Re: Noarch subpackage problem

[Date Prev][Date Next][Thread Prev][Thread Next][Date Index][Thread Index]

 



Toshio Kuratomi wrote:
> Florian Festi wrote:
>>> But building things as arch specific subpackages when they could be
>>> noarch is a feature that costs us what exactly?  A bit of space?
>> I think you underestimate the amount of noarch data in the distribution.
>> From approximately 40 GB of content (in files) about 29 GB are not arch
>> dependent while there are only 10.7GB of binaries and libraries. Even if
>> you assume that the noarch content is compressed twice as good as the
>> binaries the larger part of the distribution is still packaged noarch
>> content. Right now about half of the noarch content already is in
>> regular noarch packages.
>>
>> So even if we only save about 10GB of mirror space for one release for
>> now it sums up over time for updates and new releases. I even expect
>> that the percentage of noarch content is increasing in the future and
>> every new supported architecture will automatically gain from the work
>> done (if there going to be any).
>>
> 
> Ah... but I'm not talking about turning noarch subpackages off. I'm
> talking about talking about increasing the level of checking that
> happens before a noarch subpackage is allowed.  So how much of the
> content that you list in 29GB saved is %doc?  How much is scripting
> languages that we could decide to select on via path and filename
> extension?  How much of those are headers that do not have timestamps or
> build hosts embedded into them?  We have the capability to noarh
> subpackage all of those if we turn on an rpmdiff that does md5sum
> checking but can exclude those properties.
> 
> I think we'll see substantial savings from allowing through things that
> meet a heuristic while still placing the burden of checking this onto an
> automated tool instead of a human.
> 
And so that you can run a test...

I took the rpmdiff that is currently in the koji repo and modified it to
 have a --lenient-hash option.  --lenient-hash currently compares a hash
of things that are:

* not %doc (won't matter for program execution)
* not *.pyc or *.pyo (Changes that are incompatible between a
sub-package noarch build should be caught by differences in the *.py file.)
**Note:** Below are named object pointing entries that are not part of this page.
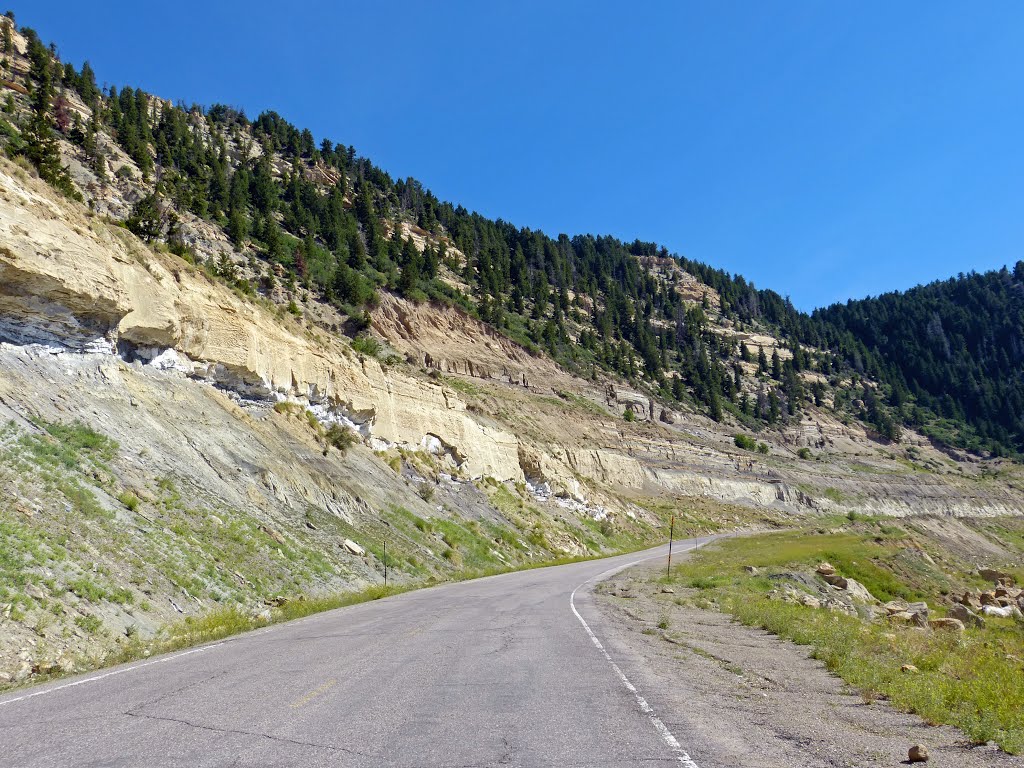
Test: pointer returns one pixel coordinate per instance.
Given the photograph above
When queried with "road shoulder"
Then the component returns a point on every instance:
(734, 695)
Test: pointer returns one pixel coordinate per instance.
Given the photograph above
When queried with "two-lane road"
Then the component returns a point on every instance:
(500, 671)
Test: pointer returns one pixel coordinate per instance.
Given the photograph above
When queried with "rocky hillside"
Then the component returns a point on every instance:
(193, 420)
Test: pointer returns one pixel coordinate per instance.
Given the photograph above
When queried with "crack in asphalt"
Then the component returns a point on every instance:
(239, 731)
(167, 694)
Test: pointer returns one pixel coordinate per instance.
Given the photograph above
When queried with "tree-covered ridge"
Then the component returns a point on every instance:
(954, 348)
(300, 214)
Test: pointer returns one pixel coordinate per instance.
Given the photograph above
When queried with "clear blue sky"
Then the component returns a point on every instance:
(824, 150)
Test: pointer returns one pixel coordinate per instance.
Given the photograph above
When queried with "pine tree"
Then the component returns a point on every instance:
(41, 145)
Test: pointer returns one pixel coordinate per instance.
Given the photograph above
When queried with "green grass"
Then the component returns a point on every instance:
(972, 681)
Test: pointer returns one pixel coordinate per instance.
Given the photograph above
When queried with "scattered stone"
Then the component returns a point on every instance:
(918, 754)
(1000, 611)
(971, 600)
(835, 580)
(35, 593)
(950, 625)
(275, 535)
(920, 607)
(810, 602)
(968, 616)
(352, 547)
(990, 574)
(46, 668)
(858, 591)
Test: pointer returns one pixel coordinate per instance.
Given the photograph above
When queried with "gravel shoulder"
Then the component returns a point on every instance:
(735, 695)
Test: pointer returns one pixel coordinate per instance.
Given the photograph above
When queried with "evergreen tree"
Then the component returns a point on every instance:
(40, 141)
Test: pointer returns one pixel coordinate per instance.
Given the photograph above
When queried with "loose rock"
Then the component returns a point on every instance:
(918, 754)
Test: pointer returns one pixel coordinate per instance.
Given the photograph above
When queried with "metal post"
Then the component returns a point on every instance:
(672, 530)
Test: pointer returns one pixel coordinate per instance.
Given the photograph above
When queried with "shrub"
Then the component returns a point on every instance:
(367, 345)
(129, 500)
(341, 437)
(744, 442)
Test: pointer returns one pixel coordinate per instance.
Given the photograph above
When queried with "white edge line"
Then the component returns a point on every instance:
(119, 671)
(646, 709)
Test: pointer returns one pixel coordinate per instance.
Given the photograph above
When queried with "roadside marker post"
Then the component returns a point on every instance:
(672, 530)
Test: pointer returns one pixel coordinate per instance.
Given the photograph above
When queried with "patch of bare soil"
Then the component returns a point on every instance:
(734, 695)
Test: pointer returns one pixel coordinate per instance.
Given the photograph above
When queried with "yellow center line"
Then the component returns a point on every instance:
(312, 694)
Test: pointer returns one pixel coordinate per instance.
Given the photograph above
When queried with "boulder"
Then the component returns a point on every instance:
(971, 600)
(947, 625)
(990, 574)
(902, 616)
(275, 535)
(858, 591)
(966, 615)
(999, 611)
(352, 547)
(919, 608)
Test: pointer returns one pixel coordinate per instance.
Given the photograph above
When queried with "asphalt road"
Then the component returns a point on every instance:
(500, 671)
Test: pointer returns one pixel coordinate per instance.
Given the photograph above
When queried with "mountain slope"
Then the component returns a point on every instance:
(226, 351)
So to test the effect, compare the difference between:

rpmdiff -iT -iS -i5 [noarch package built on x86_64] [noarch package
built on i386]

rpmdiff -iT -iS --lenient-hash [noarch package built on x86_64] [noarch
package built on i386]

If we can identify other classes of files that can be filtered safely,
and create false positives we can add a heuristic for them to see about
getting this down even more.

-Toshio
#!/usr/bin/python
#
# Copyright (C) 2006 Mandriva; 2009 Red Hat, Inc.
# Authors: Frederic Lepied, Florian Festi
#
# This program is free software; you can redistribute it and/or modify
# it under the terms of the GNU Library General Public License as published by
# the Free Software Foundation; version 2 only
#
# This program is distributed in the hope that it will be useful,
# but WITHOUT ANY WARRANTY; without even the implied warranty of
# MERCHANTABILITY or FITNESS FOR A PARTICULAR PURPOSE.  See the
# GNU Library General Public License for more details.
#
# You should have received a copy of the GNU Library General Public License
# along with this program; if not, write to the Free Software
# Foundation, Inc., 59 Temple Place - Suite 330, Boston, MA 02111-1307, USA.

# This library and program is heavily based on rpmdiff from the rpmlint package
# It was modified to be used as standalone library for the Koji project.

import rpm
import os
import itertools

import sys, getopt


class Rpmdiff:

    # constants

    TAGS = ( rpm.RPMTAG_NAME, rpm.RPMTAG_SUMMARY,
             rpm.RPMTAG_DESCRIPTION, rpm.RPMTAG_GROUP,
             rpm.RPMTAG_LICENSE, rpm.RPMTAG_URL,
             rpm.RPMTAG_PREIN, rpm.RPMTAG_POSTIN,
             rpm.RPMTAG_PREUN, rpm.RPMTAG_POSTUN)

    PRCO = ( 'REQUIRES', 'PROVIDES', 'CONFLICTS', 'OBSOLETES')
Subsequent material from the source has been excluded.